Para a Abert e a ANJ, organizações como o portal Terra teriam que se adequar à mesma limitação por serem empresas de comunicação. Mas, para o procurador da República, os portais de internet não têm a mesma natureza das empresas de TV, rádio, TV por assinatura, jornais e revistas, considerados casos clássicos de ‘mídia tradicional’. ‘De fato, em comparação com as mídias tradicionais, a internet está associada a uma série de características responsáveis não apenas por sua novidade mas por lançar a rede como um novo modelo de organização das interações humanas’, avalia Schusterschitz. Uma das características típicas da internet listada pelo procurador em confronto com o perfil das mídias tradicionais é o fluxo peculiar de informações na rede, onde o agente gerador de informações se confunde com o receptor.
Passividade
Nos meios tratados como ‘comunicação social eletrônica’ pela Constituição – as mídias tradicionais no entendimento do procurador – uma das características mais flagrantes é a passividade de quem recebe a comunicação veiculada por esses sistemas. Por conta desse aspecto é que os legisladores teriam estabelecido limites para contornar ‘problemas do poder, do controle da opinião pública, da determinação da agenda pública de debate, de igualdade e exclusão’, nas palavras do procurador. Um dos mecanismos de controle é, sem dúvida, o artigo 222 da Constituição e sua limitação ao capital.
Comunicação livre
No entanto, no caso da internet, essas limitações para prevenir a influência da opinião pública não são necessárias por conta da própria natureza do meio, onde as informações são selecionadas pelos próprios leitores, reduzindo o poder dos veículos de comunicação no ciberespaço. ‘Não se pode isolar um agente comunicante do contexto maior da rede. Um portal de notícias é um nó a mais na rede, ainda que em maior fluxo de comunicação ou ligado a mais pessoas. Seu conteúdo pode ser repassado, criticado, confrontado, divulgado ou comentado em rede. Em tempo real’, frisa o procurador.
Sem exclusividade
‘Os portais, ainda que mantidos por pessoas jurídicas, não fazem a internet, não são nós exclusivos de informação, não dominam o que o público irá fazer com o conteúdo divulgado, como irá recebê-lo, repassá-lo, criticá-lo, ou ainda parodiar, comentar, alterar, incorporar ou associar. O portal é imerso. A rede permite voz ao seu leitor’, complementa mais adiante. Por conta dessa dispersão de poder que ocorre nessa nova mídia, a Advocacia Geral da União (AGU) entende que a limitação de capital não é necessária na internet.

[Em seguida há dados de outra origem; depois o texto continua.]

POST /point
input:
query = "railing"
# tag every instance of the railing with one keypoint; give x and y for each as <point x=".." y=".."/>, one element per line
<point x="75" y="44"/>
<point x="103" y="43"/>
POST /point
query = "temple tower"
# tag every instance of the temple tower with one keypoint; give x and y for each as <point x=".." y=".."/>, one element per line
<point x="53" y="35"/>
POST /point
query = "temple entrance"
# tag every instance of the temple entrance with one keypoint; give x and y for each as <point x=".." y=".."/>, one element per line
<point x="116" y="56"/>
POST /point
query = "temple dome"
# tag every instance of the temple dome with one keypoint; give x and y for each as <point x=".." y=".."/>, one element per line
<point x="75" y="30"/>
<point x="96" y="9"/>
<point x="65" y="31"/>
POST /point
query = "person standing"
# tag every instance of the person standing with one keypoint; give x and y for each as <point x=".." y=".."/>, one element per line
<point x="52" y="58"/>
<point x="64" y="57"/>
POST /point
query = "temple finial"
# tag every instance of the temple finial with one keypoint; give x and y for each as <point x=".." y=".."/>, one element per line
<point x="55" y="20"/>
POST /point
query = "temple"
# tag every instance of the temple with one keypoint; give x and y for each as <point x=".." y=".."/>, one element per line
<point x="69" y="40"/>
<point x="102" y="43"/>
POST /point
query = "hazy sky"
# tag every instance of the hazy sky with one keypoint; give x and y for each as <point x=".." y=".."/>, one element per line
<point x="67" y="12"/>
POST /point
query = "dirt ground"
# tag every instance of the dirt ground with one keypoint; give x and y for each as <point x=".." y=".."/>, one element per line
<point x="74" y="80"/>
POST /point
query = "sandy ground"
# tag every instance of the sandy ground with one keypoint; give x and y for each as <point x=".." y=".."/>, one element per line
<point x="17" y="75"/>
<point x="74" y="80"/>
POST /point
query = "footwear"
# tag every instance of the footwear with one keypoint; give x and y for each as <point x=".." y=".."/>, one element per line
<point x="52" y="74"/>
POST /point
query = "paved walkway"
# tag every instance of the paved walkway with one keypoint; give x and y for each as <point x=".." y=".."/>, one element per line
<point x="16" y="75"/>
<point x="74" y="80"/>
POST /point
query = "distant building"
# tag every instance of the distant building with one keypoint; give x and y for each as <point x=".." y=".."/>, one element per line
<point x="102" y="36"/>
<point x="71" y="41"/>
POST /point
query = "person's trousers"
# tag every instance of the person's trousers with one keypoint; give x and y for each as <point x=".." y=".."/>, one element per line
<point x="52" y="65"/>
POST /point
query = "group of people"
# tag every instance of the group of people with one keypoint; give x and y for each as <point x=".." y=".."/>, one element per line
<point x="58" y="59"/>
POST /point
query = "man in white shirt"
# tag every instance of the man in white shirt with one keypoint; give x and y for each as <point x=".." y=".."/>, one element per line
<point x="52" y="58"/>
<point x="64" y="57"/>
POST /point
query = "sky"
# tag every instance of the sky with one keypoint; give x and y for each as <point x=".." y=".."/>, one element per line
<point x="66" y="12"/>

‘Pode-se concluir que, sem necessitar de uma visão libertária ou de recusa de qualquer intervenção na internet, mas apenas para distinguir internet das mídias em um modelo tradicional que leva à categoria comunicação social, deve ser reconhecido o excepcionalismo da internet’, conclui Schusterschitz. Na prática, o procurador entende que a internet não é ‘comunicação social’ e sim um ‘novo meio de difusão’ cujas características afastam os riscos típicos do controle de poder existente nas mídias tradicionais.
Ongoing sob investigação
A ação da Abert e da ANJ questionava também a legalidade da operação no Brasil da Empresa Jornalística Econômico S/A, responsável pela edição do jornal Brasil Econômico. As entidades denunciam que a empresa seria controlada, na verdade, pelo grupo português Ongoing, que também ditariam a política editorial do jornal veiculado no Brasil, infringindo as limitações do artigo 222 da Constituição.
Este item da ação acabou sendo prejudicado pela existência de uma investigação idêntica em andamento na AGU. Assim, a sugestão de arquivamento vale para toda a ação movida pela Abert e pela ANJ, mas no caso da denúncia envolvendo o jornal Brasil Econômico não houve análise do mérito pois a AGU já analisa o caso em um processo separado.